Understanding the User ID in Google Analytics 4
At first glance the User ID seems simple enough, but it can get a bit complex when you start pulling reports. The purpose of this post is to explain how the User ID is used to generate reports. If you need help installing the User ID and making sure that it works properly, take a look at my post on Properly Setting the User ID.
User ID in Summary
To explain how the User ID works in Google Analytics 4, I’m going to break it down into two categories: data collection and reporting identity.
On the client side, data is persisted differently in a mobile app than it is on a website. On a website you must explicitly set the User ID with every event that fires, but in a mobile app the User ID automatically persists after it is set once. In this way, mobile apps treat the User ID like a user-scoped custom dimension which will continue to fire with all events after it has been set.
In Google Analytics 4, "Reporting Identity" refers to the user identifier(s) that are used to generate reports. You have an option to configure this under your property settings (I've written more about what this means HERE), but for this article I am assuming that you have NOT selected "By device only".
All events that are generated for a user (with a User ID or not) will include a "user pseudo ID" (sometimes this is displayed as the "Device ID" or "App-Instance ID" in reports). On the web, this is supplied by a first-party cookie, and was known as the "client ID" in previous versions of Google Analytics. For Android and iOS apps, this is set to the App-Instance ID.
If the user lands on a website unauthenticated, and then authenticates and begins passing a User ID in a later event, Google Analytics 4 will use the “User Pseudo ID” to attribute the User ID to previous events where the User ID was not set.
In the example above, the User Explorer report will only display one “App-instance ID” (which is the User Pseudo ID) set to “12345” for both of these events. BUT, if more events are detected by the same User Pseudo ID without the User ID set then these will not be attributed to the User ID.
In this example, the User Explorer report will show you two App-instance IDs: “12345”, and “abc”. This next part can be counterintuitive: The first two events can be attributed to both of these App-instance IDs. If you drill down into “12345” you will see two events, but if you drill down into “abc” you will see all 3 events.
Using the User ID Across Sessions & Platforms
Let’s walk through a more detailed example. Say that a user follows these steps to create 4 events over 3 unique sessions:
The user opens your iOS app and views the home screen without being authenticated.
The user authenticates and views a second screen (User ID is set to “ItsMyNewDevice”).
The user closes the app and returns 2 hours later without authenticating again (no User ID is set).
Finally, the same user opens your website where she is already authenticated and views the homepage (User ID is set again).
Here’s an approximation of what these events will look like in BigQuery:
|Event Number||Session Number||Event Name||Platform||User_ID||User Pseudo ID|
There are two things to notice in this chart:
The User Pseudo ID is different on each device.
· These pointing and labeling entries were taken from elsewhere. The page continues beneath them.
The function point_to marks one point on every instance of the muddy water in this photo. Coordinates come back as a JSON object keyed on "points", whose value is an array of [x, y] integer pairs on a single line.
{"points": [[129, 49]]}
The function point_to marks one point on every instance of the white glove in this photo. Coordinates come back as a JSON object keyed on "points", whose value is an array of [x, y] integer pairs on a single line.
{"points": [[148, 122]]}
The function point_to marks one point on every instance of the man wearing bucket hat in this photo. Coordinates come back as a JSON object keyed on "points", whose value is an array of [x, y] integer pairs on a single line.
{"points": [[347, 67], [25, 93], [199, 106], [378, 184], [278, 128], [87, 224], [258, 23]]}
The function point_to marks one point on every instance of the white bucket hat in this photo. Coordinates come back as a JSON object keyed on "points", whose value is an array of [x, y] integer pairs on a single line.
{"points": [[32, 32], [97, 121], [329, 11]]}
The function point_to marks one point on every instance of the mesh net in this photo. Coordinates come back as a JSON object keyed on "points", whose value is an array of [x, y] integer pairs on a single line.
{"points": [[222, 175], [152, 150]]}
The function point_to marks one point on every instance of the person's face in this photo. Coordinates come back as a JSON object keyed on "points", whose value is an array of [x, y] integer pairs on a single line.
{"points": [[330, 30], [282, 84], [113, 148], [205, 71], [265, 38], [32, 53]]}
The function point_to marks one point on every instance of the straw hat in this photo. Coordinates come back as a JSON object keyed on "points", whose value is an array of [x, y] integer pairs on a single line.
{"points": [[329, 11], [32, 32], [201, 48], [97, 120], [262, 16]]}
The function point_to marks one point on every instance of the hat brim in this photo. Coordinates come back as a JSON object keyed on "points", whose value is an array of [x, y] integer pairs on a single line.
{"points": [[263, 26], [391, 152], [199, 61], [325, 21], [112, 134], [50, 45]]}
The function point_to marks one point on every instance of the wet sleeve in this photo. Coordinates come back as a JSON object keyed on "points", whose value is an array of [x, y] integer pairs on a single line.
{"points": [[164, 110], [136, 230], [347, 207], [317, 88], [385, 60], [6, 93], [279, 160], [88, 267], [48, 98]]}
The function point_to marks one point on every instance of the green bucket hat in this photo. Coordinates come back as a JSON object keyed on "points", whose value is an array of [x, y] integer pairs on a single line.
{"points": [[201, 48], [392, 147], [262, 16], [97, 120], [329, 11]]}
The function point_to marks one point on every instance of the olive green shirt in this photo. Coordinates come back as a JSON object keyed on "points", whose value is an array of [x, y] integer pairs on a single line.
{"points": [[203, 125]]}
Again, you can learn more about the various identifiers in my post on Setting the User ID.
The User ID will persist across sessions on a mobile app automatically. As you recall, the User ID was not set in event #3, but it still appears in the data because it persisted on the mobile device. My recommended best practice is still to set the user ID once per authenticated session, but as long as the data is not deleted the User ID will actually persist in this way.
So How Many Users will the Example Scenario Create in my Reports?
The standard reports will all show 1 single user. You can verify this by creating a test property and firing only those example events for a single date.
If you open a "User Explorer" report, you will see one single App-Instance ID listed.
I always recommend copying the user_id to a user scoped custom dimension called "uid" when it is available so that you can use it as a dimension in the exploration reports. If you do this and then click on the App-instance ID, you will see a list of events generated by this user. The "uid" User Property will tell you if the user_id was set with this event. You can see in the screenshot below that it was not set on my initial events.
So, this confirms that Google Analytics 4 was smart enough to attribute the unauthenticated events to the correct user_id, despite the fact that the user_id was not set with the first few events.
You can also apply "UID" as a dimension to the User Explorer view. In the screenshot below you can see that during my test I sent 6 events without the user_id, and then 3 with the user_id in a single session. The "App-Instance ID" was correctly backwards applied to the first 6 events as we saw before, but you can also see that only 1 session was counted.
If you replicate this test you might be tempted to create a filter for your user_id to find yourself, but you cannot do this. This would filter out all events where the User ID was Null, and they will not appear in the detailed User Activity report.